Afrik.com : En cessant d’être fermier, vous avez perdu une source de revenu. Est-ce que le changement brutal n’a pas été difficile ?

George Heyns :
Maintenant, je n’ai plus tous les frais que j’avais pour faire fonctionner la ferme. Donc je m’en sort.

Afrik.com : Que pensez-vous de la politique agraire du pays ? Est-ce une bonne mesure ?

George Heyns :
On verra avec le temps. Cela prendra un certain temps avant d’en voir les conséquences. Ce pays a beaucoup de potentialités, je suis sûre que les choses vont s’arranger.

Afrik.com : Certains estiment que les Zimbabwéens noirs ne sont pas suffisamment formés pour reprendre de grosses fermes. Pensez-vous qu’ils seront à la hauteur ?

George Heyns :
C’est en faisant des erreurs qu’on apprend. Lorsque l’on commence un métier, on se trompe, mais ça n’arrive pas deux fois. Le principal problème qu’ils vont rencontrer sera le climat très sec : la plupart des cultures du Zimbabwe ne sont pas irriguées avec un système spécifique. Il faudra que les fermiers noirs apprennent et s’adaptent à la situation. Je suis très confiant. Nous le sommes tous.

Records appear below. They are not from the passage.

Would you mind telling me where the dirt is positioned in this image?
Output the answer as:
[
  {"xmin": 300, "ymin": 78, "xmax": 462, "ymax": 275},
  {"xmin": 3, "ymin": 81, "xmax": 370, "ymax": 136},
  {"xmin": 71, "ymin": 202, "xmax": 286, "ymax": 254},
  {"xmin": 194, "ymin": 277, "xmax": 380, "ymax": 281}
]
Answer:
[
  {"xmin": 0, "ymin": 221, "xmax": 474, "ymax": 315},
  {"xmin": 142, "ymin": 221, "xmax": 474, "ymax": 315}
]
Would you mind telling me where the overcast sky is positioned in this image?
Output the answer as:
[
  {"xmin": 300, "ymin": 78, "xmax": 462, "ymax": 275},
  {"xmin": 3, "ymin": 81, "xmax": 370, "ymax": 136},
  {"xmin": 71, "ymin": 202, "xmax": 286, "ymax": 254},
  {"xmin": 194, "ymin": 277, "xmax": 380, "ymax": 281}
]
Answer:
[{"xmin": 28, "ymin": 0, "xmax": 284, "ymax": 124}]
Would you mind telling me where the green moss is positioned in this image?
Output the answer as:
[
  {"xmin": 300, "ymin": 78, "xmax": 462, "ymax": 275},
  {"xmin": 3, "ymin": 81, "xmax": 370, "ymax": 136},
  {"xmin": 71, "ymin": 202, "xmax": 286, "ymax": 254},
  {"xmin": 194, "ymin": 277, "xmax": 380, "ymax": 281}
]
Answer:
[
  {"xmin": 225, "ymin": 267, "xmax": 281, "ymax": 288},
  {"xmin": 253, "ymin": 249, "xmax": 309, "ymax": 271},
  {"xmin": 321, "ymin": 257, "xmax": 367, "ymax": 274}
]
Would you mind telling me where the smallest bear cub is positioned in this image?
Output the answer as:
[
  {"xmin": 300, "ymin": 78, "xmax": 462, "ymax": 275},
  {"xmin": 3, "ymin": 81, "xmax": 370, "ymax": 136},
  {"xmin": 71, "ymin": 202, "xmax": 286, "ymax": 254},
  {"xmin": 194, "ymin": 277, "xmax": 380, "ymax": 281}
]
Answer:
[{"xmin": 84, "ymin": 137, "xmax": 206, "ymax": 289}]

Afrik.com : Certains fermiers blancs sont partis dans d’autres pays pour exercer leur métier. D’autres ont-ils choisi de se reconvertir dans une autre activité ?

George Heyns :
Oui. ils sont partis avant que leur ferme ne soit saisie. Certains ont trouvé une activité dans les villes. Ils font de l’import-export, deviennent commerçants, pêcheurs, gérants de restaurants ou de cafés ou se reconvertissent dans une activité industrielle. Mais certains fermiers blancs sont restés sur leurs terres et poursuivent leur travail.